Just wondering what concepts may be under consideration re the Gulf Oil Leak Dome and how to get it to work? , if it can!


> *Disaster looms in Gulf of Mexico spill[/B
> The dome lowered to fix the disastrous US oil spill has clogged with gas, hindering its success.
> --------------------------------------------------------------------------------
> Concern has grown that the US Gulf coast is facing a whole new level of environmental disaster after the best short-term fix for a massive oil spill ran into serious trouble.
> ...


*
There is a fear that as the oil spreads it will eventually do so right around the tip of Florida and be taken by northerly flowing currents up the east coast of the US. - that's a scary scenario

And is it stay tuned Hollywood for the next disaster movie, perhaps even some form of reality disasters show?

Back to Reality
From the description of the problem, it seems that sea floor bed temperatures allow these crystals to form that are clogging the dome to the extent that it can not even be fully lowered in a suitable way and/or the oil cannot fill the dome so as it can be pumped out.

On this assumption
My suggestion:
The concept of this Dome is that a pipe/hose gets attached to then have the contained oil pumped up to waiting barges or tankers to ship to shore.

Hopefully, said pipe/hose is already available and barges/ships are set-up above to take delivery for that would really have to be the case for this dome concept to have a realistic chance of working.

That being the case the pipe/hose needs to be attached to the dome and pump above before lowering and in such a way that pumping can be continuous and simultaneous with lowering for that may create a flow that prevents crystals build-up.
It could be that a suction snorkel also needs to be part of the dome so as warmer higher level sea water is induced to circulate for warming and that may need to be a permanent feature.

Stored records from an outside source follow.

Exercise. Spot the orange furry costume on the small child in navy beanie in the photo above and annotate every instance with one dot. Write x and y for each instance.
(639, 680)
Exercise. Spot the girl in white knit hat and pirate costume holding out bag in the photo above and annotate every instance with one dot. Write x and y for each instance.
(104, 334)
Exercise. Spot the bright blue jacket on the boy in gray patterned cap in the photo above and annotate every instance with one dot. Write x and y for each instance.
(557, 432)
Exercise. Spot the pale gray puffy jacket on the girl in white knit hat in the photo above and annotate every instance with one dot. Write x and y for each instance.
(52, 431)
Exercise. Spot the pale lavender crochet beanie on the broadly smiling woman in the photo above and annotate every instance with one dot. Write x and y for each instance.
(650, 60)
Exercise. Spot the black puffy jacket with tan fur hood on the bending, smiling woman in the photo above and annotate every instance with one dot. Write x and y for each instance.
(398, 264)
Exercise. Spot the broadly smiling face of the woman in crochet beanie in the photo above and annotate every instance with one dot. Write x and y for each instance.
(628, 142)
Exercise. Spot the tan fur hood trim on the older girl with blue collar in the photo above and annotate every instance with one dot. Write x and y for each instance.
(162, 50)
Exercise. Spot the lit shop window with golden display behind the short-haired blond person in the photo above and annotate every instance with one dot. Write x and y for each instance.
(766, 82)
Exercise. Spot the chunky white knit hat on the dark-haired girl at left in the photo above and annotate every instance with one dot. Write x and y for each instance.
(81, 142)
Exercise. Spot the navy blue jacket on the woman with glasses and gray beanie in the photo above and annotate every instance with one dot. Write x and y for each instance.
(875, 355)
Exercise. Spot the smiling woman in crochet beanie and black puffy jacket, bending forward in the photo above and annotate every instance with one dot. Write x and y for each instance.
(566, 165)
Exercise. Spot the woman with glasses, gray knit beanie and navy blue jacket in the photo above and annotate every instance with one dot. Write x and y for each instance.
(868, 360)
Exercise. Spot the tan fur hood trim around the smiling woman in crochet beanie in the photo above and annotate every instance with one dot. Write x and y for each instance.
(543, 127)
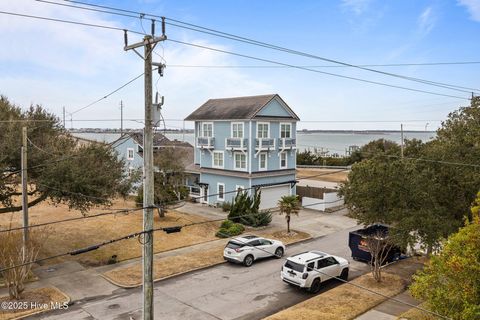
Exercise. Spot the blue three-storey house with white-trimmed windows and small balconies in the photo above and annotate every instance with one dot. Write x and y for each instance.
(245, 143)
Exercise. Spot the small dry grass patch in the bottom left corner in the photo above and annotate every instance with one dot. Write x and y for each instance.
(42, 298)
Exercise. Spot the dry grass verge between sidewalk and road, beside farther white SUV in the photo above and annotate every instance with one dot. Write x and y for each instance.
(173, 265)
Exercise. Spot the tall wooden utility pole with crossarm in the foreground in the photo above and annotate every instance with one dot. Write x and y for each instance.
(148, 43)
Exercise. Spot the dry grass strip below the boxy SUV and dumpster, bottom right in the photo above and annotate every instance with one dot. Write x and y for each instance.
(347, 301)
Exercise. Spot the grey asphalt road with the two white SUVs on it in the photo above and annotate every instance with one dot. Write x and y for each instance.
(227, 291)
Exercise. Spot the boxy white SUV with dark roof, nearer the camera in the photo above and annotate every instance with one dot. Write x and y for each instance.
(309, 269)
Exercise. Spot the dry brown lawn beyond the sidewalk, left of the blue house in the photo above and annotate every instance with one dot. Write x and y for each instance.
(78, 234)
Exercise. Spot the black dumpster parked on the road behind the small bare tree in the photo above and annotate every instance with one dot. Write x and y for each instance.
(358, 244)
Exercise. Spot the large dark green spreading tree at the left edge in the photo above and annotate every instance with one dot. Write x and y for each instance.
(59, 169)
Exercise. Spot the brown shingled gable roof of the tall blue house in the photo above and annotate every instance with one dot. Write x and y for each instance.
(236, 108)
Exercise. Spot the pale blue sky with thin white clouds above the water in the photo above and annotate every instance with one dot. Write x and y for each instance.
(69, 66)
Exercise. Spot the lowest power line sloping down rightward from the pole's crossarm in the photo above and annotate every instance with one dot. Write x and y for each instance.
(316, 71)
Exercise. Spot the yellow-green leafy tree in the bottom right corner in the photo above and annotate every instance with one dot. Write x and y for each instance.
(450, 282)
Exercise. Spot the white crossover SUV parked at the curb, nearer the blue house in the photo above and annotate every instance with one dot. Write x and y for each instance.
(248, 248)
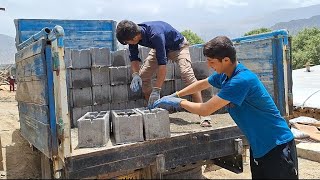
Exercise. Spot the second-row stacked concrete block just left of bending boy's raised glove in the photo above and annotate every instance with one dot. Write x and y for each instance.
(118, 75)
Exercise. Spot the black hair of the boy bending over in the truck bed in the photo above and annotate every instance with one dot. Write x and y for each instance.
(126, 30)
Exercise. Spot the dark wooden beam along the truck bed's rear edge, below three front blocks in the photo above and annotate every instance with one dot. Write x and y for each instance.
(181, 155)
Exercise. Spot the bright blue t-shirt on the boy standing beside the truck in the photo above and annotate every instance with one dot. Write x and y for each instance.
(253, 110)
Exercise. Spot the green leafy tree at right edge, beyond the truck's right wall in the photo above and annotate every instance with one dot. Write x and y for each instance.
(306, 48)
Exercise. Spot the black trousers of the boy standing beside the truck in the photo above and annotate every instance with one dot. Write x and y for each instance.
(279, 163)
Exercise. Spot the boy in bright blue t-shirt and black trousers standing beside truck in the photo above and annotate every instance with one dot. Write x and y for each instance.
(272, 146)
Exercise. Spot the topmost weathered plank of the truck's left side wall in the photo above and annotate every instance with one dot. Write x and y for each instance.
(35, 48)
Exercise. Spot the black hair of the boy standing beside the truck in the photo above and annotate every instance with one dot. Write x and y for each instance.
(219, 48)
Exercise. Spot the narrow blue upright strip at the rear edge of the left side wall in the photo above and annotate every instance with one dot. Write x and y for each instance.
(52, 114)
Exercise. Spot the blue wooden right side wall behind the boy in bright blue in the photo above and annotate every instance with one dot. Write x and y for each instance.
(264, 55)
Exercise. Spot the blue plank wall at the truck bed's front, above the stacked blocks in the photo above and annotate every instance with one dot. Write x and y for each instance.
(79, 34)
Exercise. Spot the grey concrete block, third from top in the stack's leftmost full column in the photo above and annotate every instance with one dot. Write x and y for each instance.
(82, 97)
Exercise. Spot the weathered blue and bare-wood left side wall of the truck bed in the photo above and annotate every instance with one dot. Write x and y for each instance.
(33, 97)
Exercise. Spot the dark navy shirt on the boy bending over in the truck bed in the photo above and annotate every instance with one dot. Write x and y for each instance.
(160, 36)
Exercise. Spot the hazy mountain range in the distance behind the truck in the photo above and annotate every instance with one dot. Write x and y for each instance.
(293, 20)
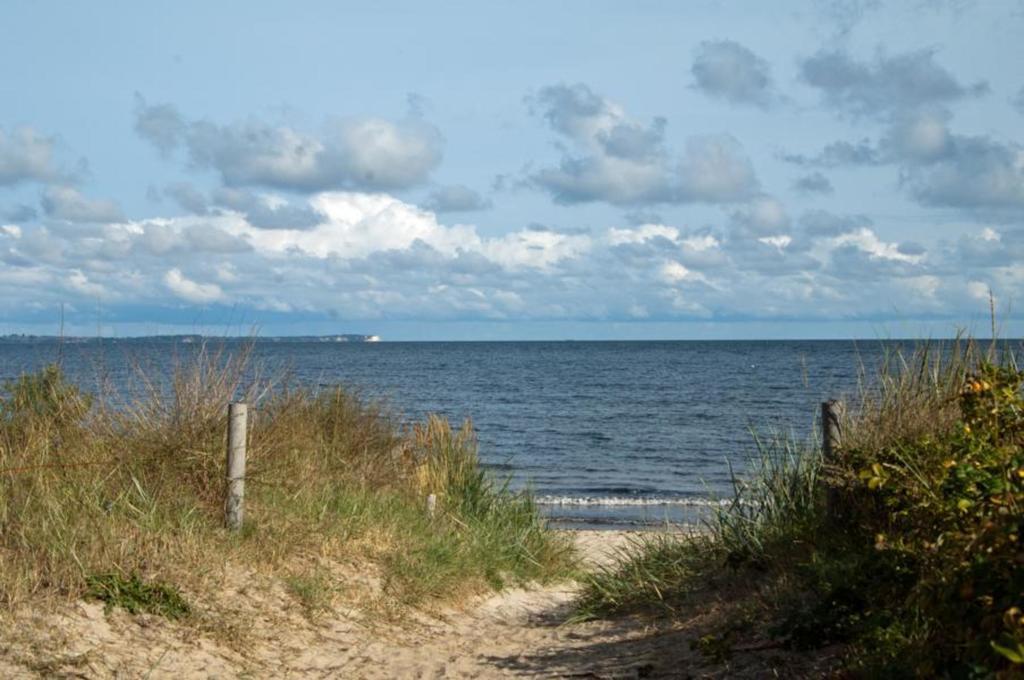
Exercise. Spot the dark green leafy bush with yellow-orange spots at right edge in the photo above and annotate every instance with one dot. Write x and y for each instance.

For whilst previously the oil coming out at pressure would have sufficient temperature to flow to the rig above without cooling significantly enough to stop flow, the dome concept is going to create a heat exchanger effect or an ice box if you like that will have a greater cooling effect.

All that makes for a much more complex doming operation and quite possibly more work needed on the dome.

Plan B
I hope they are already well under way with preparations for getting the secondary holes drilled in to attempt plugging this hole well before the cyclone season arrives.

But Oh what a mess in the meantime!
Could go close to bankrupting BP with clean-up costs.*


----------